You won’t get Perry Como to talk about what finally called a halt to the ball. Maybe it was because in 1942 Ronnie was two years old, and a two-year-old boy doesn’t need a bed even though it’s a comfortable one that’s rigged up for him in the back of a car—he needs a yard to run in, friends to play with, a house in which to put down roots. Maybe it was because the Ted Weems band was breaking up, and a married man with a family needed security. Or maybe it was simply because one day he caught Roselle looking at a copy of House and Garden—and for once, her eyes weren’t laughing. It doesn’t really matter what it was. Whatever the reason was, in 1942 Perry Como started looking for another barber shop to buy in Canonsburg, Pennsylvania so he could give his wife and child what they had not had, what for love of him they had never asked for—a home. And while he was dickering over terms for a likely-looking location, while he was practicing his shaving stroke and trying to remember what it felt like not to sing—the miracle happened. CBS radio wanted him for a sustaining show at $100 a week, and RCA Victor wanted him to make records. It meant that they could live in New York, rent a house, put down roots—and it meant that Perry could sing. It meant that luck was with them, that miracles still happen—or maybe it meant that the world is not entirely topsy-turvey after all, and nice people do sometimes come out on top.



It has been quite a few years since Roselle Bellini Como has had to darn socks on a bus or heat baby bottles on a car motor. Ronnie, the well-traveled infant, is away from home again now—in Notre Dame. Roselle and Perry have two other children, David and Terry, but they are growing up, not in hotel rooms but in a beautiful home in Long Island—a home to make up for all the years of homelessness. And every night a good-looking, exceedingly rich, exceedingly popular forty-ish man comes home to her there.



Perry sums it up

Ask Perry Como what Roselle means to him after twenty-five years of marriage. And in this, his twenty-fifth year as her husband, he will tell you, “Oh—I can’t give you an answer, just like that. There are lots of things. Like—she takes care of me. Of everything. I leave in the morning and I know when I come home at night—things will be the same—good, quiet—the way we like them. She does that. She can do everything—the marketing and the cooking and bringing up the kids—and do it well.

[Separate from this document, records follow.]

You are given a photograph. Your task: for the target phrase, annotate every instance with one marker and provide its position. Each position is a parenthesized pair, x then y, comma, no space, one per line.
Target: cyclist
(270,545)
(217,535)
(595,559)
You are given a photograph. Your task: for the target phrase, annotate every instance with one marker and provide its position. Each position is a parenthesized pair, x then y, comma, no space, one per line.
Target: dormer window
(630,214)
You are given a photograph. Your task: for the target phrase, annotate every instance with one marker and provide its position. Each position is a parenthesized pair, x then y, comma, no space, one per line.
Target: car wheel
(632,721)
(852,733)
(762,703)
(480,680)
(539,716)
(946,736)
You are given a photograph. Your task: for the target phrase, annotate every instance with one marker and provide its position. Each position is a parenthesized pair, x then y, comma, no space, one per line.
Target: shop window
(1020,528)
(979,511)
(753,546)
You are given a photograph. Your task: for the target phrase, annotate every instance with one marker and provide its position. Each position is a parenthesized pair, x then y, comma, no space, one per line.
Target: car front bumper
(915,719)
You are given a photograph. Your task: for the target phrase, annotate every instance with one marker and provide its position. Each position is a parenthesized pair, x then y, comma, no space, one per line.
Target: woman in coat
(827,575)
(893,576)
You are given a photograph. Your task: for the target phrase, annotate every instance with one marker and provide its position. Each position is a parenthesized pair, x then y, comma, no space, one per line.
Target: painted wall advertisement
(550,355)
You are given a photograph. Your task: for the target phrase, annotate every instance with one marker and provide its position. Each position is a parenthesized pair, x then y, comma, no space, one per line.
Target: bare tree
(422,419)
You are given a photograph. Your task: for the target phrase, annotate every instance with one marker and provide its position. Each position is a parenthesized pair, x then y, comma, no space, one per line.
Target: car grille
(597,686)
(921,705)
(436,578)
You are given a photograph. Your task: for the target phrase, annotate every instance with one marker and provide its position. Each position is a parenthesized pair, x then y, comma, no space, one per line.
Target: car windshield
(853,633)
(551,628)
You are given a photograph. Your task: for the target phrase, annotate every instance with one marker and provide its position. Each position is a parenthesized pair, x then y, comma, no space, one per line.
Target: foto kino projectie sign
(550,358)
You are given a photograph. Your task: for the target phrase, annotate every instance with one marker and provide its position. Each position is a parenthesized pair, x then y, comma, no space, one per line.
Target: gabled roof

“And when I come home—well, after twenty-five years, we don’t tell each other every tiny thing. She doesn’t tell me how many times David didn’t come when she called, and I don’t necessarily tell her which camera loused up which scene today. But—we’re together. We sit and talk or we watch television—it’s good to sit quietly with someone you love, to be together. What can I tell you about her? She’s a strict mother. She says no, and the kids know it’s no. But loving—well, Ronnie’s away in college now, you know. And he wrote home he caught cold. Well—my wife practically ate her heart out over it. Who’s going to give him his aspirin? Who’s going to see he covers up his throat? I mean, what can I tell you about a woman like that? I’ll tell you this—she’s there. That’s it about Roselle. She’s always, always there.”



And always, always will be. For this is a woman who doesn’t need what she doesn’t have to keep a man—even a famous man, to make a marriage last for twenty-five years. A woman who gives abundantly of two things: love, and herself.

We said at the beginning this was just a simple love story. That’s all it is. And as such, it gets a simple ending, but in this case an ending as true as true can be. . . .

And so they lived happily ever after.